• Sonuç bulunamadı

3. YÖNTEM

3.6. Verilerin Analizi

Bu araştırmada, elde edilen kaynaklardaki yay tekniklerinin uygulanışındaki kuramsal yöntemler incelenmiş, ortak ve farklı noktaları tespit edilmiş, örnek etüt ve eserler üzerinde ki uygulanış bölgeleri gösterilmiştir.

BÖLÜM IV

4. BULGULAR VE YORUM

4.1. Birinci Alt Probleme Yönelik, Keman çalmada, ses üretmenin birinci koşulu olan doğru yay kullanımına ilişkin bulgular ve yorum.

Bu araştırmada bulgular, araştırmanın alt problemleri doğrultusunda yorumlanmıştır. Ayrıca aşağıda alt problemlere ilişkin bulguların ardından kuramsal bilgiler belirtilmiştir.

4.1.1. Yayın Kullanılışı ve Ses Üretme

Keman eğitimine başlayan bir öğrenciye ilk dersten itibaren kemanı ve yayı doğru kullanmanın kurallarına ilişkin bilgiler verilir.
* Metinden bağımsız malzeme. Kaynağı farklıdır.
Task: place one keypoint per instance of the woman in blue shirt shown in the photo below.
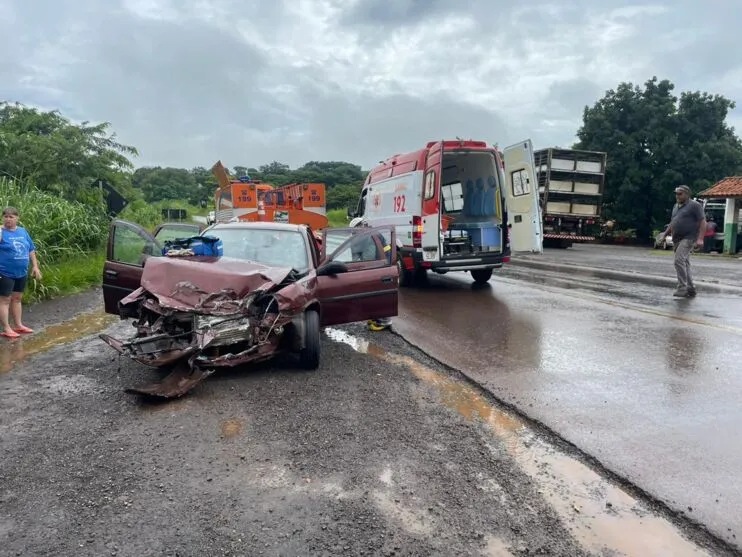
(17, 250)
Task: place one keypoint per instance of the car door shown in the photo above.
(129, 246)
(521, 188)
(369, 289)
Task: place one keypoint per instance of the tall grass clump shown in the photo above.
(69, 236)
(59, 228)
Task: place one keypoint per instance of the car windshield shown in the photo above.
(173, 231)
(282, 248)
(334, 240)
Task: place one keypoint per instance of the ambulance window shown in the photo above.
(521, 183)
(430, 185)
(453, 197)
(362, 204)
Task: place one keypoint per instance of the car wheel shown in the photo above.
(405, 276)
(481, 276)
(309, 355)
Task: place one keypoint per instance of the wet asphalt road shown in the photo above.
(707, 267)
(380, 452)
(647, 384)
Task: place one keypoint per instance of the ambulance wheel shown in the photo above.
(405, 276)
(420, 276)
(481, 276)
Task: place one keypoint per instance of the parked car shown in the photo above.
(271, 291)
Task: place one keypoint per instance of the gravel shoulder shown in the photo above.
(358, 458)
(380, 452)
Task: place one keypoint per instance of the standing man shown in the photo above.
(687, 227)
(709, 235)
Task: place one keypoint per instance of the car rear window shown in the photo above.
(282, 248)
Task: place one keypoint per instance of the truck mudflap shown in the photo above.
(569, 237)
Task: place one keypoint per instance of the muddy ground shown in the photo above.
(370, 455)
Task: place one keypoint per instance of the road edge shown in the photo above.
(698, 532)
(612, 274)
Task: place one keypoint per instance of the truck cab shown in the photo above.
(456, 205)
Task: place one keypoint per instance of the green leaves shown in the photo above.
(59, 228)
(656, 142)
(56, 154)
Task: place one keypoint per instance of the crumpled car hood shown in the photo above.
(213, 285)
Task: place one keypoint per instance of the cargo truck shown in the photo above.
(571, 193)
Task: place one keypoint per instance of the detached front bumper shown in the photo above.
(196, 344)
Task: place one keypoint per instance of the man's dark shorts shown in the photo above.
(9, 285)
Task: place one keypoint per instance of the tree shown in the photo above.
(656, 142)
(58, 156)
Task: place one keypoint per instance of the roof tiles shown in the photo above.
(728, 187)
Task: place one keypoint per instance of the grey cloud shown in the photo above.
(188, 93)
(571, 96)
(395, 14)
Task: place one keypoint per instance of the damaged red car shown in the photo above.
(271, 290)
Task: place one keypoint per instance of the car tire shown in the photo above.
(405, 276)
(309, 355)
(481, 276)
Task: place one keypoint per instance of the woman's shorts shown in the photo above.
(9, 285)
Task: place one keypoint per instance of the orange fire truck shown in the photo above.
(254, 200)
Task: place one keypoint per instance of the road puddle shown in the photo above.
(15, 351)
(600, 515)
(232, 427)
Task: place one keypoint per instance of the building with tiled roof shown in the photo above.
(728, 187)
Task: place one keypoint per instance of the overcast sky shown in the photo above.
(188, 82)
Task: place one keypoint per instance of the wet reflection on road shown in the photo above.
(599, 514)
(15, 351)
(651, 392)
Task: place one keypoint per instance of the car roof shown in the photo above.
(260, 225)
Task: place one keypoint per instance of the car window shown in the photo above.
(171, 232)
(334, 240)
(130, 247)
(361, 248)
(282, 248)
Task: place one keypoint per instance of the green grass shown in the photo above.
(67, 276)
(70, 236)
(338, 218)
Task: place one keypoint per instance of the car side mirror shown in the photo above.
(332, 268)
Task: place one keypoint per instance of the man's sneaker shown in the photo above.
(378, 324)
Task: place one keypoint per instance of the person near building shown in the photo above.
(17, 251)
(687, 227)
(708, 237)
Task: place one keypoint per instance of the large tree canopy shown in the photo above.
(48, 150)
(656, 142)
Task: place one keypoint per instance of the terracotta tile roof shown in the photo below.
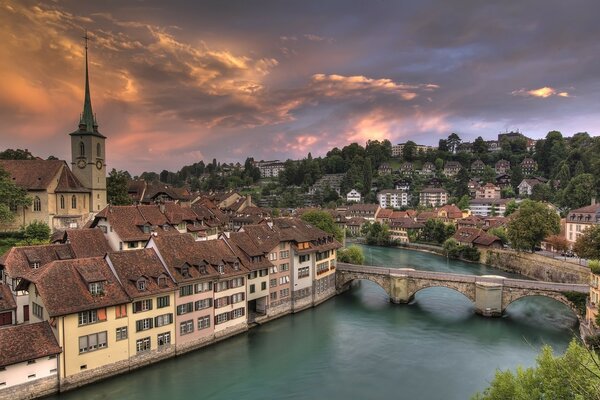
(33, 174)
(15, 343)
(18, 260)
(7, 300)
(87, 242)
(131, 266)
(64, 286)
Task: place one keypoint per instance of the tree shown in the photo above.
(11, 197)
(351, 255)
(588, 243)
(117, 188)
(531, 224)
(35, 233)
(510, 208)
(574, 375)
(324, 221)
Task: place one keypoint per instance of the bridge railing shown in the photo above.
(507, 282)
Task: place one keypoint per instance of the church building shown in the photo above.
(63, 197)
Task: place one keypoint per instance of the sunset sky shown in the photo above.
(179, 81)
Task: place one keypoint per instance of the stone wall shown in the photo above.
(31, 390)
(535, 266)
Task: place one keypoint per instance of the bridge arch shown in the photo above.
(512, 296)
(466, 289)
(344, 279)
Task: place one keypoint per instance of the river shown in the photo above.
(360, 346)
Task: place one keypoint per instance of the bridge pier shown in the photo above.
(488, 299)
(399, 289)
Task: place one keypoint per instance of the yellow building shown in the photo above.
(151, 314)
(87, 310)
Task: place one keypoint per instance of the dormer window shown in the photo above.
(96, 288)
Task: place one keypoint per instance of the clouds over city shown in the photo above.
(174, 84)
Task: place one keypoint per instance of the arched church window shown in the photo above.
(37, 204)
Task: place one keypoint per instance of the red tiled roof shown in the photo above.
(16, 343)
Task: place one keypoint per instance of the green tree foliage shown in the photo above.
(351, 255)
(533, 222)
(588, 243)
(378, 234)
(18, 154)
(324, 221)
(35, 233)
(572, 376)
(117, 188)
(579, 191)
(436, 231)
(11, 197)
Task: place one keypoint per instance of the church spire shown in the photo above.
(87, 122)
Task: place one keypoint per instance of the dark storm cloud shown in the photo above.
(274, 79)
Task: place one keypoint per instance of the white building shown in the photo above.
(28, 361)
(354, 196)
(487, 207)
(392, 198)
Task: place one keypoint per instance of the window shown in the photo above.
(122, 333)
(185, 308)
(92, 342)
(142, 344)
(204, 322)
(162, 302)
(163, 339)
(303, 272)
(96, 288)
(186, 290)
(202, 304)
(142, 305)
(163, 320)
(37, 204)
(144, 324)
(203, 287)
(121, 311)
(221, 318)
(236, 298)
(237, 313)
(237, 282)
(186, 327)
(222, 302)
(92, 316)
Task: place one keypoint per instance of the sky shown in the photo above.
(177, 82)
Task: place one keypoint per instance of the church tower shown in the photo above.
(88, 151)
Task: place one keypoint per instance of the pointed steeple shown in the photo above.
(87, 121)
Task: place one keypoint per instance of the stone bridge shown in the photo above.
(491, 294)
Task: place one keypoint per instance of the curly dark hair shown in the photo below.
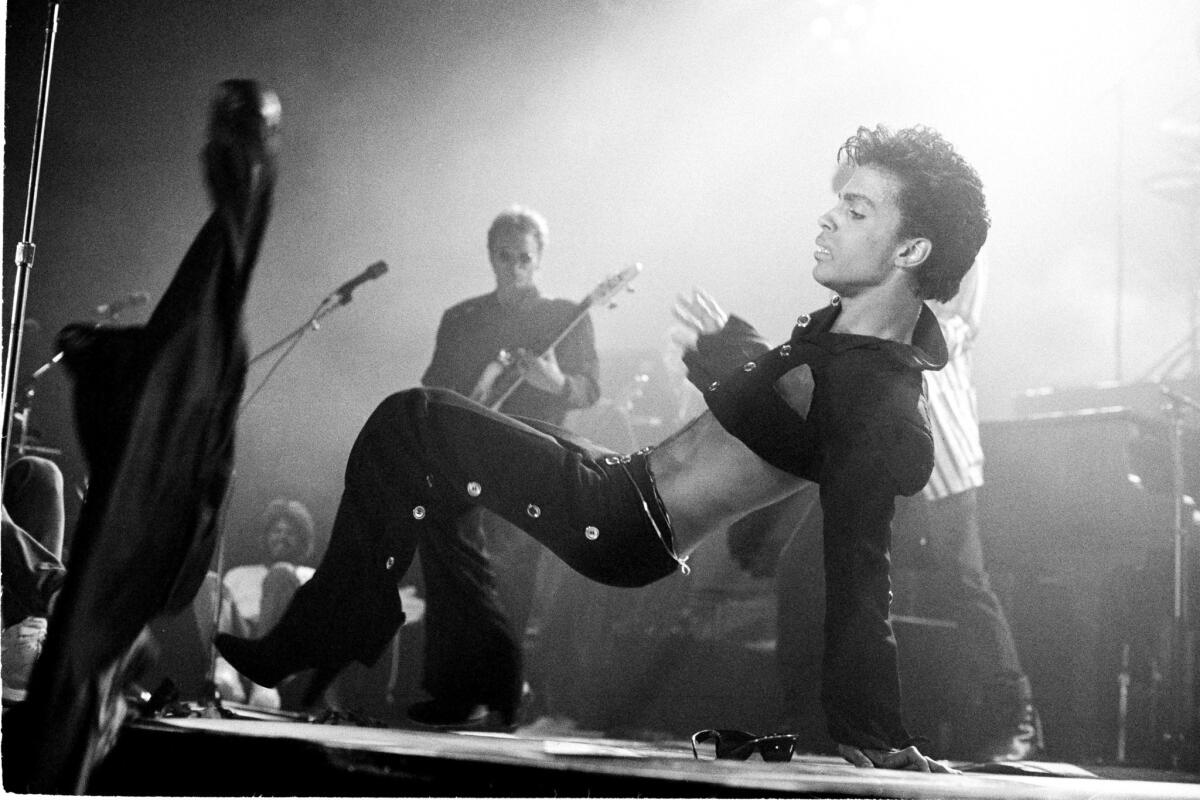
(941, 199)
(525, 221)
Keman çalmada sesi etkileyen en önemli faktörlerden biri yayı tel üzerinde doğru yerde kullanmakla ilişkilidir. Bu işlem yayın tel ile en iyi uyuştuğu, sesin tonunun en güzel çıktığı, tuşe ile eşiğin ortasındaki uyum noktasında gerçekleştirilir. Yayın tam kıl olarak kullanılması, ses eşiğine paralel olması, yay uzunluğunun çalınan notaların uzunluğuna göre ayarlanması, yaya aktarılan basıncın ayarlanması gibi faktörlerde kemanda doğru ses elde etmenin en önemli unsurlarıdır (Özen, 1994,s.149).
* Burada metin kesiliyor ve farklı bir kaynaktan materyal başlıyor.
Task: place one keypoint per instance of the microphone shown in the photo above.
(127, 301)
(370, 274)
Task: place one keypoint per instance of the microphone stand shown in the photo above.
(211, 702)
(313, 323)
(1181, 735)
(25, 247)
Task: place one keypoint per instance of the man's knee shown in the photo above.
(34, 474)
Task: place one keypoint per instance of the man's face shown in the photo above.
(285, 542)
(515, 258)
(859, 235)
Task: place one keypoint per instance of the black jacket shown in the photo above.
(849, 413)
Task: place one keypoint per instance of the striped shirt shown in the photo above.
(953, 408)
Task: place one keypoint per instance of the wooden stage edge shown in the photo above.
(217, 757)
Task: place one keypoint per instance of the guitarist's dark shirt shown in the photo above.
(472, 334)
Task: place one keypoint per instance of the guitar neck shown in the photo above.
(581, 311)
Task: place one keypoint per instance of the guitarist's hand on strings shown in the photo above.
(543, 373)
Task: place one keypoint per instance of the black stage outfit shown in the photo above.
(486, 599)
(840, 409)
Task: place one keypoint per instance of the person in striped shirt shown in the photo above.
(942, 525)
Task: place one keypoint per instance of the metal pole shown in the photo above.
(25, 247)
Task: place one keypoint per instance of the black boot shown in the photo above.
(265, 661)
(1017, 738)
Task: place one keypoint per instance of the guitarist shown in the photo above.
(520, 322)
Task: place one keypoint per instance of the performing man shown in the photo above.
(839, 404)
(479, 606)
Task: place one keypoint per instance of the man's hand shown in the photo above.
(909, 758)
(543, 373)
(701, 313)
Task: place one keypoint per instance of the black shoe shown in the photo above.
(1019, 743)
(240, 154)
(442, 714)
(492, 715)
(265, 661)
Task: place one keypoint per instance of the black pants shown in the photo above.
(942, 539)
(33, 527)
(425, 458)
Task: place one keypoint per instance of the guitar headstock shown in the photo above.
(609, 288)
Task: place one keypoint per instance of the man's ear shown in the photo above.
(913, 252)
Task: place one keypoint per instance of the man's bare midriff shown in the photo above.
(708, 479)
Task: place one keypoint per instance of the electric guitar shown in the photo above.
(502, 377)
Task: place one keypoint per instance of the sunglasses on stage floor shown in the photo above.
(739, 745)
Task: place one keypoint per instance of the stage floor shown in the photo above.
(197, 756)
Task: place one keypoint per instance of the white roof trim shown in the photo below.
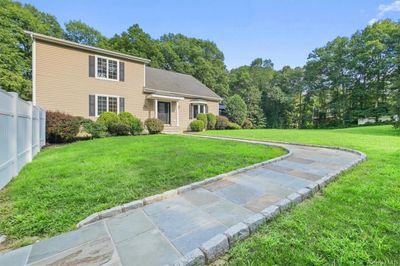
(157, 96)
(46, 38)
(198, 101)
(150, 90)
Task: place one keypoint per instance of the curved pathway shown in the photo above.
(210, 216)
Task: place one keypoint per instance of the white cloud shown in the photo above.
(372, 21)
(383, 9)
(393, 7)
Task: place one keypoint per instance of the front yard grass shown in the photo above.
(63, 185)
(354, 221)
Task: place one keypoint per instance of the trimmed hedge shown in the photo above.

Kemanda yay teknikleri keman çalma tekniğinin ana boyutlarından biridir. Yay tekniği, yayı anlamlı kullanma yöntemi demektir. Yay tekniği keman sesinin temel karakterini belirler. Yay tekniği yayı kullanma becerisinin belli bir anlatım için biçimlendirilmesi ile oluşur. Keman çalmada çok çeşitli anlatım yolları ve dolayısıyla çok çeşitli yay teknikleri vardır. Tüm yay tekniklerinin ilki ve en temeli sürtmeli tekniklerdir. Sürtmeli tekniklerin özü diğer tür teknikleri de az- çok içerir. Bu bakımdan yayı tele sürtme tüm yay tekniklerinin kaynağı, ana çıkış noktası ve ortak paydasıdır (Uçan,A., 2005,s.22).

Keman eğitimi başlangıç aşamasında en önemli hedeflerden biri, yay kullanımında aynı gürlükte ses üretecek biçimde yay kullanmaktır. Bu durumda yay kullanılırken verilen basınç’ın azaltılıp çoğaltılması gibi davranışların çok rahat ve yumuşak bir biçimde gerçekleştirilmesi gerekmektedir.
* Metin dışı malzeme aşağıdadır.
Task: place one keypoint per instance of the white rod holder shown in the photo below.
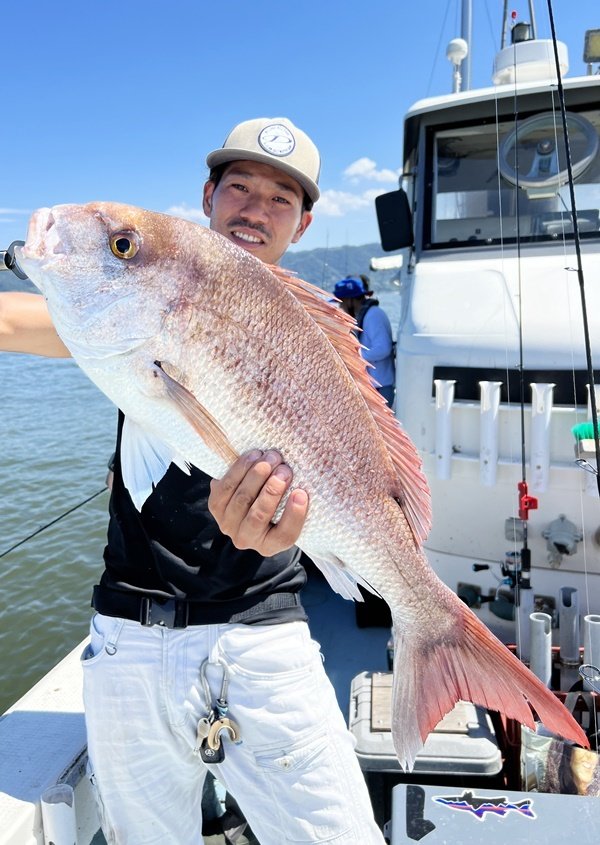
(591, 643)
(488, 431)
(524, 611)
(568, 621)
(444, 398)
(58, 815)
(541, 646)
(541, 416)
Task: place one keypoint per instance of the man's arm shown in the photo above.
(25, 326)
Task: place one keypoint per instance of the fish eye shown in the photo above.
(124, 244)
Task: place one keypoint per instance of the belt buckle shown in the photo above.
(169, 613)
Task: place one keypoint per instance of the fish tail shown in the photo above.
(466, 663)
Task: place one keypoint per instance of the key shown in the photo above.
(213, 739)
(210, 755)
(203, 729)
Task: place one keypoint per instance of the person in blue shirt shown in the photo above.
(376, 332)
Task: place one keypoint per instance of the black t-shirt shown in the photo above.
(174, 549)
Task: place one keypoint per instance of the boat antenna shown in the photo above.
(577, 242)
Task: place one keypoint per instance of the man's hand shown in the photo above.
(244, 502)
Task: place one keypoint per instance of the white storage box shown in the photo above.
(463, 743)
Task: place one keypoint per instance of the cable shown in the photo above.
(53, 522)
(576, 239)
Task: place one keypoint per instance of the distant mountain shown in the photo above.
(323, 267)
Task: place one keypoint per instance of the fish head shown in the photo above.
(99, 266)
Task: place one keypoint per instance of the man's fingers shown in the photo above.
(245, 501)
(285, 534)
(235, 482)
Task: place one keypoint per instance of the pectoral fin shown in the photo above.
(144, 461)
(197, 416)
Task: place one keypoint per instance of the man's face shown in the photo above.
(258, 207)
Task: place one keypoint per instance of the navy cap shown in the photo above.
(349, 288)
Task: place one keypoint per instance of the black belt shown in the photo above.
(179, 613)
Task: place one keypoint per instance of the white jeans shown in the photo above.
(294, 774)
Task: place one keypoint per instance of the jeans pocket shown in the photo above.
(315, 807)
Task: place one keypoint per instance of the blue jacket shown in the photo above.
(376, 336)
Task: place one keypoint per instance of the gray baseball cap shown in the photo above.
(275, 141)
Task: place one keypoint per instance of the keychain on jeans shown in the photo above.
(216, 722)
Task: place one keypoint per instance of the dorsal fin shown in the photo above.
(411, 488)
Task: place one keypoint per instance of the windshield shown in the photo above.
(494, 182)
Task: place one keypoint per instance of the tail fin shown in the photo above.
(468, 664)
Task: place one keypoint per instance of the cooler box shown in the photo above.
(463, 743)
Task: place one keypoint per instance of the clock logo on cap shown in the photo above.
(277, 139)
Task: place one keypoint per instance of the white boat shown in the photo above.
(492, 374)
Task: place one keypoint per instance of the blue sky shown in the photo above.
(122, 99)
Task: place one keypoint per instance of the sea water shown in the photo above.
(57, 434)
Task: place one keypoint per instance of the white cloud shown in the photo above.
(196, 215)
(366, 169)
(337, 203)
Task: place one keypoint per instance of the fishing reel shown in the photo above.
(9, 262)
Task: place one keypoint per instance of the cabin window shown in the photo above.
(492, 183)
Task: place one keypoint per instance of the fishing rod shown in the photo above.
(52, 522)
(577, 242)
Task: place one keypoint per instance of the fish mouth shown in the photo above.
(42, 239)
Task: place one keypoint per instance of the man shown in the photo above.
(198, 616)
(376, 331)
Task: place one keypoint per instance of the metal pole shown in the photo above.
(532, 19)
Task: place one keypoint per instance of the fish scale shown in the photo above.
(210, 353)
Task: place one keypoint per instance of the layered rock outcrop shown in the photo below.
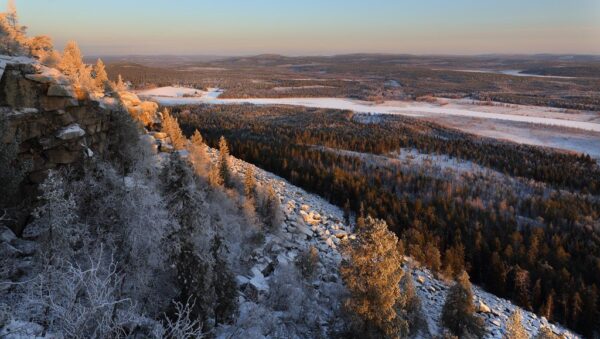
(54, 124)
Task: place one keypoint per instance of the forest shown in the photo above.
(525, 226)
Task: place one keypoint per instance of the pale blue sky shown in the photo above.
(318, 26)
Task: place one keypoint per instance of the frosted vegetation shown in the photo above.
(165, 237)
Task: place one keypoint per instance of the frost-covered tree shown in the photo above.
(72, 60)
(41, 46)
(191, 257)
(72, 65)
(183, 325)
(271, 209)
(13, 39)
(458, 313)
(100, 75)
(514, 327)
(372, 271)
(198, 155)
(80, 300)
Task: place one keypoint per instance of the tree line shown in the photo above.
(533, 239)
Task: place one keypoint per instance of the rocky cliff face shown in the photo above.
(55, 124)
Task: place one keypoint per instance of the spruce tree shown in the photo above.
(223, 282)
(224, 170)
(458, 313)
(249, 183)
(514, 327)
(372, 272)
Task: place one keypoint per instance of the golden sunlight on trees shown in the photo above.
(100, 75)
(372, 272)
(514, 327)
(198, 155)
(458, 314)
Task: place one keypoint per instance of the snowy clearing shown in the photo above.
(391, 107)
(176, 92)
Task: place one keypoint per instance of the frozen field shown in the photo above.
(542, 126)
(540, 116)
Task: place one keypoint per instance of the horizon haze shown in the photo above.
(238, 28)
Ayrıca yaya yapılan basınç’ın yayın uç, orta ve alt kısmında dengeli olması, bu dengenin yayın ortasındaki basınç ölçüt alınarak uygulanması yine önemli hedeflerdendir. Bu durumda ilk yay sürüşü yayın kök kısmından başlatılmalıdır. Kök kısmından başlayan yay kullanımında yay, tam kıl olarak değil sağ el başparmağına yakın olan kıllardan bir kısmı ile başlanmalıdır(Özen, 1994,s.149).

“Yayın alt yarısı, kökte tellere temas ettiği noktada kol; bir üçgen oluşturur. Yayın alt yarısında ise bilek hareketine daha çok ihtiyaç duyulur. Bilek dayama noktasından kırılır ve dirsek bir yöne, yayı tutan el ve kol da diğer yöne sarkar. Bu pozisyonda yay ve dirsek birbirilerini dengeler( I. Galamian, 1962, s.51.).”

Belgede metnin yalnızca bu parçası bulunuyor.